Is Capistrano perfect? No – but it’s a great place to start and if the team is capable of creating NuGet as a bit of a port of RubyGems – then hey use Cap as your blueprint for a deployment tool that actually works.

So what’s the deal with Capistrano? Here’s the skinny:

  1. It pulls from source securely. There is no “push”.
  2. It uses intelligent directory structuring. Some things you don’t want to overwrite – log files, config bits, etc. These are aliased to a “shared” folder.
  3. It uses SSH rather than FTP/HTTP/WebDAV/NAMBLA. This means I can do all kinds of operations on my server – which are needed when deploying.
  4. Because it uses source, it will always use the latest commits – which means that you won’t be stepping all over your team-member’s code. You know – the code they push in a panic using XCOPY because their last deployment cratered the site?
  5. Rollbacks. If you screw up your deployment – just roll it back. Your site’s up, you can fix, all’s good.
  6. Database updates. Make a change to your database in development? You can push those changes to your production box and have Capistrano run those migrations for you.
  7. Task-hooks. Capistrano has hooks that you can hook into – things like “after deployment” in which you tell it to remove the oldest versions of your site.

Stay With Me

You might be wondering: “what’s wrong with using a Build Server to deploy your site? Well if you try to use Microsoft stuff completely you’ll end up doing something exciting like installing Visual Studio on your Build Box.

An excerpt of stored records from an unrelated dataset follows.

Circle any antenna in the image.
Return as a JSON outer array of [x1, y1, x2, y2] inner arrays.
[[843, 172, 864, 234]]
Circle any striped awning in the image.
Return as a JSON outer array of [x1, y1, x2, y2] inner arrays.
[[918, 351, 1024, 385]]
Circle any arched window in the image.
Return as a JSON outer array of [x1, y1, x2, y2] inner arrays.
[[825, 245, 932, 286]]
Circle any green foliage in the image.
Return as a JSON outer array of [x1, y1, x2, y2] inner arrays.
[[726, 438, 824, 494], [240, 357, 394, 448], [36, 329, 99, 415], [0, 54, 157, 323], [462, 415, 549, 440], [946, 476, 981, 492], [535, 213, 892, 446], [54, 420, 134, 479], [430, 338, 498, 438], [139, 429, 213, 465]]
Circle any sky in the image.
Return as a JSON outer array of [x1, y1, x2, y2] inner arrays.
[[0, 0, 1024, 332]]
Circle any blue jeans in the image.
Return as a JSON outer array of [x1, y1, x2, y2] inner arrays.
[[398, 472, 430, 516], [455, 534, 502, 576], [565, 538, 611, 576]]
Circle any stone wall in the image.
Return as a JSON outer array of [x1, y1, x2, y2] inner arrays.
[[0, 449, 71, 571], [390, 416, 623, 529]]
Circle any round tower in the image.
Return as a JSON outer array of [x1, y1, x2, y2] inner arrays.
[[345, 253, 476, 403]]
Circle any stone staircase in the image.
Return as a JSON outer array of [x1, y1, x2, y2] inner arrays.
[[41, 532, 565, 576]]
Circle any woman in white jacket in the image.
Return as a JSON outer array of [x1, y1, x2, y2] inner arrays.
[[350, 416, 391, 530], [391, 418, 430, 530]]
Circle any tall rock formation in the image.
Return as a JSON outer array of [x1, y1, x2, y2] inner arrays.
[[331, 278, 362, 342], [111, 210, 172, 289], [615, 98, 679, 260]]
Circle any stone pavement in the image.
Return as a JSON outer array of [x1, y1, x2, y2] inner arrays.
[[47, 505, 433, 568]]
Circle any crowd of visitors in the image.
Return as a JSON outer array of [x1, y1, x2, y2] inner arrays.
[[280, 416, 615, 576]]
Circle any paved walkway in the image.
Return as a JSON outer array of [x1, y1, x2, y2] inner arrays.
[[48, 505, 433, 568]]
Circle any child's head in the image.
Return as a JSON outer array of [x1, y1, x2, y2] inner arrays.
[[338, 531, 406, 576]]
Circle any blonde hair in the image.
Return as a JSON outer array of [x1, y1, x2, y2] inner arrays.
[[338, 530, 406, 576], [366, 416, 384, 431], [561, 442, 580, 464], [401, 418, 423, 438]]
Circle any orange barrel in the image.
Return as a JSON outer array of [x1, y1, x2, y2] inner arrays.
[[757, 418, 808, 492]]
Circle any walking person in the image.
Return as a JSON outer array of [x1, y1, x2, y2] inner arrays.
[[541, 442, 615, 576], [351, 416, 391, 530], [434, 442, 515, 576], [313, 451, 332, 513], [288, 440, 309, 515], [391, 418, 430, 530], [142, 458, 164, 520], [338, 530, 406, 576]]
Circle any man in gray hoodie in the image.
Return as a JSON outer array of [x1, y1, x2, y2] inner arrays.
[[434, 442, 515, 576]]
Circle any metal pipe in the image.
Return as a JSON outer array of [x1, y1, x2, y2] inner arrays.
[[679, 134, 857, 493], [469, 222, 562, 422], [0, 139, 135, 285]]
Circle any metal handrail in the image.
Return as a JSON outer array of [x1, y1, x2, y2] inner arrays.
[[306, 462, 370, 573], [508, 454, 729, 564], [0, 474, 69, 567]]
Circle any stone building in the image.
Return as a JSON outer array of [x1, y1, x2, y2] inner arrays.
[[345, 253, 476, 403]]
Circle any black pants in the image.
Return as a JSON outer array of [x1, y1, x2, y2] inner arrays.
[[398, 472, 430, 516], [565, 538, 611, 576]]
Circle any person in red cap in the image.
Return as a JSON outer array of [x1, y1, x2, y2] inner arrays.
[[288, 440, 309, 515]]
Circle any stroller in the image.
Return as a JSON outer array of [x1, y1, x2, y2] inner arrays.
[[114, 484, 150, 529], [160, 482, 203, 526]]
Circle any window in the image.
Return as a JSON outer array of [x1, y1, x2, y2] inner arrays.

Now you could use CruiseControl and a mishmash of other products as this article suggests:

You can setup continuous integration and automated deployment for your web application using CruiseControl.NET, Subversion, MSBuild and Robocopy. I will show you how you can automatically build the entire solution, email build report to developers and QA, deploy latest code in IIS all using CruiseControl.NET every N minutes

It’s a pretty handy set of suggestions – but consider what we’re stepping through here:

  • A build server that we have to maintain
  • A configuration file we need to decipher
  • MSBuild
  • Robocopy

It’s always good to have a Build Server – but how do you go about checking in if you don’t want to deploy? Short answer: you don’t. Or you write more code to get around this.

How do you rollback your deployment? You don’t. Or you write more code to get around this.

These things are doable, but they aren’t optimal. Build Server hooks are not a substitute for effective deployment. It’s overly-complex for such a simple scenario.

Summary

This is a solved thing in Rails. So much so that many gems come with “hooks” pre-built for Capistrano deployment:

  • Delayed Job can be added to your deploy.rb so that it automatically stops/restarts running job threads
  • Whenever will automatically write out to your crontab on deployment
  • Hoptoad will notify whomever you wish when your app has been deployed, and will track who is deploying what, when
  • New Relic (the Rails monitoring service) will track and monitor your deployments, and let you know if you screwed up.

Capistrano is just using the mechanisms of SSH and Source Control. Heroku built an entire business on SSH and Source Control and is, right now, the model of efficiency and awesomeness when it comes to pushing your app live.

And yes I know all about AppHarbor. They’re awesome, but they’re not a deployment solution.